A buyer intent signal is a behavioral or contextual indicator that suggests a buyer is actively researching, evaluating, or moving toward a purchase decision. In the AI era, these signals have expanded far beyond traditional trackable web behaviors to include AI query patterns, zero-click research activity, and Agentic Buyer Research behaviors that are largely invisible to traditional intent data platforms.
How AI Has Changed Buyer Intent Detection
The most significant research activity now happens inside AI tools where it’s invisible to traditional intent data platforms. Buyers can complete most of their vendor evaluation through AI conversations without triggering a single traditional intent signal. They ask ChatGPT to compare CRM platforms, generate RFP criteria, and analyze vendor positioning, all before visiting a single company website.
By the time traditional intent signals fire, the buyer has already formed strong preferences. The consideration set is often locked before intent data platforms detect any activity. Traditional intent data has become a late signal, not an early warning system. This is the detection gap that signal-based revenue systems are designed to close.
New AI-Era Intent Signals
Four new signal categories have emerged: AI query patterns that can be inferred from Share of LLM data, dark funnel peer conversations in professional communities, agentic research activity where AI agents research on behalf of buyers, and discussion patterns in forums where buyers validate AI-generated insights.
These signals are harder to track directly but represent the bulk of modern buyer research activity within the AI Demand Channel. The challenge is that most happen in private AI conversations or closed professional networks.

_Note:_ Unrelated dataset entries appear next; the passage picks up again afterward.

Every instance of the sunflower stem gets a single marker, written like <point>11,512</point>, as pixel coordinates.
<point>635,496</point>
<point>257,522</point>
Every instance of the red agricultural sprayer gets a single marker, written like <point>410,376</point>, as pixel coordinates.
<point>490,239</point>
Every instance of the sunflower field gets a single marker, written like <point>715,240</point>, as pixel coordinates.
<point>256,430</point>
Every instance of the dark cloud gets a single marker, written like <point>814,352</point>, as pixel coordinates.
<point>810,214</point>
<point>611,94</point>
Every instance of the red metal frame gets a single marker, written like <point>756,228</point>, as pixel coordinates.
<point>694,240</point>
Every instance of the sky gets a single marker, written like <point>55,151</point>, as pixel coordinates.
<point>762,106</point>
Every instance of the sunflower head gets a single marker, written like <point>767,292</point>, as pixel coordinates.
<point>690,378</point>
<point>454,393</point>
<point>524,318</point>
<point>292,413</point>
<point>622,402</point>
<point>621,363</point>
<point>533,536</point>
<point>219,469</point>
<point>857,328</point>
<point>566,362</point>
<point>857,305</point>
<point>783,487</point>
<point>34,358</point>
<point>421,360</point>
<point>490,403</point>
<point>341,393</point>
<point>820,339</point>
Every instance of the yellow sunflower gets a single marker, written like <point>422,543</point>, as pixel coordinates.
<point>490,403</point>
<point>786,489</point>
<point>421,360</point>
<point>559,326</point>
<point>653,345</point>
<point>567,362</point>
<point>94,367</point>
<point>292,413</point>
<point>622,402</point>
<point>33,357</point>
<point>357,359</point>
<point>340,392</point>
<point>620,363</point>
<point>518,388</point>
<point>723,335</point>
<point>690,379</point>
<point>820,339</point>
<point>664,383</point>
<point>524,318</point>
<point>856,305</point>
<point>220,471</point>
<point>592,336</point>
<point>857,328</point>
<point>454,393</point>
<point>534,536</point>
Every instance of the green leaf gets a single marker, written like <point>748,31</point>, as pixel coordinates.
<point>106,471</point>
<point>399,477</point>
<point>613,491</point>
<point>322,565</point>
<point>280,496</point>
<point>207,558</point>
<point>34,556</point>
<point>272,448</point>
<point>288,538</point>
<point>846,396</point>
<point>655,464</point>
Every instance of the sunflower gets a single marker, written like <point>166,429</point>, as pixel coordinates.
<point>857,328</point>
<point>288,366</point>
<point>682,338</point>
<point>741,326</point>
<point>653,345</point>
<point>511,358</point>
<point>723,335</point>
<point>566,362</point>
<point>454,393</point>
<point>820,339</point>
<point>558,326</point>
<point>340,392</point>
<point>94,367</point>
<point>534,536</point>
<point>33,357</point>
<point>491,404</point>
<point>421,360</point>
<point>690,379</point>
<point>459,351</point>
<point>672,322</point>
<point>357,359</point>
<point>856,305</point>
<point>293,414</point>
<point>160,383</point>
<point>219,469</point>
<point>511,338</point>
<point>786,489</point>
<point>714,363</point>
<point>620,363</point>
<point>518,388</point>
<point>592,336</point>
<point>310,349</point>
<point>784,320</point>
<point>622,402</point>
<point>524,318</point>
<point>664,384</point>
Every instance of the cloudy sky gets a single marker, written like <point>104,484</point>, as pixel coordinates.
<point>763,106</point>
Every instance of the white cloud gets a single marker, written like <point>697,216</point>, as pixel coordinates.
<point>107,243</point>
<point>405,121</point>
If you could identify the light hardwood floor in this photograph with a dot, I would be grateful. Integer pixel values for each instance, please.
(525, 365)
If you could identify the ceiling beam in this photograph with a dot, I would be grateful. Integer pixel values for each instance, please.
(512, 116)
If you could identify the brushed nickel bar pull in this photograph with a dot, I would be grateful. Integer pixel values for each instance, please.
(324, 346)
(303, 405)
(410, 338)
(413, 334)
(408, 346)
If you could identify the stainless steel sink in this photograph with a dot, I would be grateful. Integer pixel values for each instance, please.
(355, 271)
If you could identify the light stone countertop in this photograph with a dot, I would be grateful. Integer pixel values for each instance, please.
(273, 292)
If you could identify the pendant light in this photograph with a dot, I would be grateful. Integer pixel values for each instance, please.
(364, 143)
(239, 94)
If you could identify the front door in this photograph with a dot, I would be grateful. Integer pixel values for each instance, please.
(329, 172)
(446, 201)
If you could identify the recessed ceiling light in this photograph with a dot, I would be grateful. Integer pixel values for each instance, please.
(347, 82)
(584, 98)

Why This Matters for B2B Revenue Teams
Traditional intent data platforms miss the research phase that matters most. Revenue teams optimizing for late-stage intent signals are fighting for buyers who have already decided. The real competition happens in LLM citations and peer recommendations before any trackable activity occurs. For a detailed map of how this plays out across each buying stage, see the AI Buyer Journey.
This creates urgency around AEO and Share of LLM optimization. The vendors who appear in AI responses before traditional intent signals fire are the ones who make shortlists.
But presence in AI responses is only half the equation. When a real business event creates a buying window — a merger, a reorganization, a leadership change — the teams that act first win. Signal-Based Revenue Systems are the operational layer that connects intent detection to precisely timed outreach. See the Signal-Based Revenue Systems framework on A6 Group.
Buyer intent signals reveal a truth about modern B2B sales: the gap between when buyers form intent and when vendors detect it keeps widening.
A buyer intent signal is a behavioral or contextual indicator that a buyer is actively researching, evaluating, or moving toward a purchase decision. In the AI era, these signals now include AI query patterns, zero-click research activity, and agentic research behaviors that are largely invisible to traditional intent data platforms.
The most significant buyer research now happens inside AI tools where traditional intent data platforms cannot see it. Buyers complete vendor evaluations through AI conversations without triggering website visits, form fills, or content downloads. By the time traditional intent signals fire, the shortlist is already formed and preferences are set.
Four new signal categories have emerged: AI query patterns inferred from Share of LLM data, dark funnel peer conversations in professional communities, agentic research activity where AI agents research vendors on behalf of buyers, and forum discussion patterns where buyers validate AI-generated insights. These represent the bulk of modern buyer research activity.
Traditional intent data platforms track website visits, content downloads, and form fills — actions that require buyers to visit vendor digital properties. AI-era buyer research happens inside ChatGPT, Perplexity, and Claude, leaving no footprint in vendor analytics. The research phase is complete before any trackable signal fires.
Two responses are needed. First, optimize for presence in AI responses before intent signals fire — through AEO and Share of LLM optimization. Second, build signal-based systems that detect buying windows from business events (mergers, leadership changes, reorganizations) and trigger precisely timed outreach before competitors detect the same opportunity.